What DeathAndTaxes said, the Merkle root is the "executive summary" of the transactions. And, inclusion of transactions in the block is on a "best effort" basis - everyone chooses which transactions to include, and currently most miners/pools include all transactions they know. But it's ok if a miner is missing a few recent transactions, he'll get (a header corresponding to) them in the next getwork.

Thanks this is how I believed it worked but wasn't sure.  In that case the use of larger nonce value (say 64bit) would make pool server even more efficient.  Then again to those who are opposed to the concept of pool mining likely don't want pools to become more efficient. 

[DeathAndTaxes]

Currently 76 bytes? Not using the getwork protocol. A getwork response without http headers is already close to 600 bytes... to transfer 76 bytes of data.

Good to know.  Never looked inside a getwork request.  I just knew it was 76 bytes of actual header information.  600 for 76 seems kinda "fat" but then again as you point out even at 600b per header the bandwidth is trivial so likely there was no concern with making the getwork more bandwidth efficient.

Nice analysis on complete bandwidth economy.  Really shows bandwidth is a non-issue.  We will hit a wall on larger pools computational power long before bandwidth even becomes a topic of discussion.   I think a 64bit nonce solves the pool efficiency problem more elegantly but the brute force method is just to convert a pool server into an associated collection of independent pool servers (i.e. deepbit goes to a.deepbit, b.deepbit, c.deepbit ... z.deepbit) each processing a portion of pool requests.

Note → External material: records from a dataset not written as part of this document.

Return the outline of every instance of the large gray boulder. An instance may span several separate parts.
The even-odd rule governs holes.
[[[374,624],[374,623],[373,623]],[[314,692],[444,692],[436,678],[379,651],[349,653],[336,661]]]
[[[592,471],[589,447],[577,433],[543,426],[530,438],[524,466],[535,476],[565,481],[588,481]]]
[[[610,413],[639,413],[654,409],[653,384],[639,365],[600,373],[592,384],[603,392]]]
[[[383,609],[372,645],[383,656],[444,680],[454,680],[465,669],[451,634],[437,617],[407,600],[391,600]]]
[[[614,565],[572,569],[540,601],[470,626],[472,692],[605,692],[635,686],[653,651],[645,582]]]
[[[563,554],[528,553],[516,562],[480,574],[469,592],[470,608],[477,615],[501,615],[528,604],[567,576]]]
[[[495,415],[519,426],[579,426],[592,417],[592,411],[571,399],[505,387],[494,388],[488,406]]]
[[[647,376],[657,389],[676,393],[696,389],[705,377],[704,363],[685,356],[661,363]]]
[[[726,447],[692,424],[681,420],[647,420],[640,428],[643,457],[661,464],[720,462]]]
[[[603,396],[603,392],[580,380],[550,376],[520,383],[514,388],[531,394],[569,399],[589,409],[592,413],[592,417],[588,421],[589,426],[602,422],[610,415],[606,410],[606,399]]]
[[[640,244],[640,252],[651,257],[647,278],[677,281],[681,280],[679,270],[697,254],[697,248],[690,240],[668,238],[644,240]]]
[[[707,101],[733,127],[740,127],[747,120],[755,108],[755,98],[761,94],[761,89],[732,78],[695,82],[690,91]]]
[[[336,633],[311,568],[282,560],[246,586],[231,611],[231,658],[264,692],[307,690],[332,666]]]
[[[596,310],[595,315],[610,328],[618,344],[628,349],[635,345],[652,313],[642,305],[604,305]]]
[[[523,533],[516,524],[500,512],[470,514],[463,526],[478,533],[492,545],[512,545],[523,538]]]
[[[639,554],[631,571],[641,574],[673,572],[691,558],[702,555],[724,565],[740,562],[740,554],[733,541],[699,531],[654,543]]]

Still had Satoshi thought that just a few years into this experiment miners would be getting up to 3GH per machine (30,000X his original performance) he likely would have gone with a 64bit nonce.  When he started a high end CPU got what 100KH/s?  4.2 billion nonce range is good for 11.9 hours @ 100KH/s.  No real reason for a larger nonce since the header changes more frequently than that due to block changes and transactions (even if queued into batches).  A 30,000 increase in performance suddenly shrinked that nonce lifespan though.

[btcbaby]

Satoshi didn't see the pool miners coming for sure.  But the algorithm still takes their collective power into account.  The most successful miners still pass on a fair amount of BTC.  I guess in the end it comes down to electricity. 

[Meni Rosenfeld]

Satoshi didn't see the pool miners coming for sure.

Satoshi understands probability so he clearly expected pools to emerge. It's likely though he didn't think they need any special consideration in the design.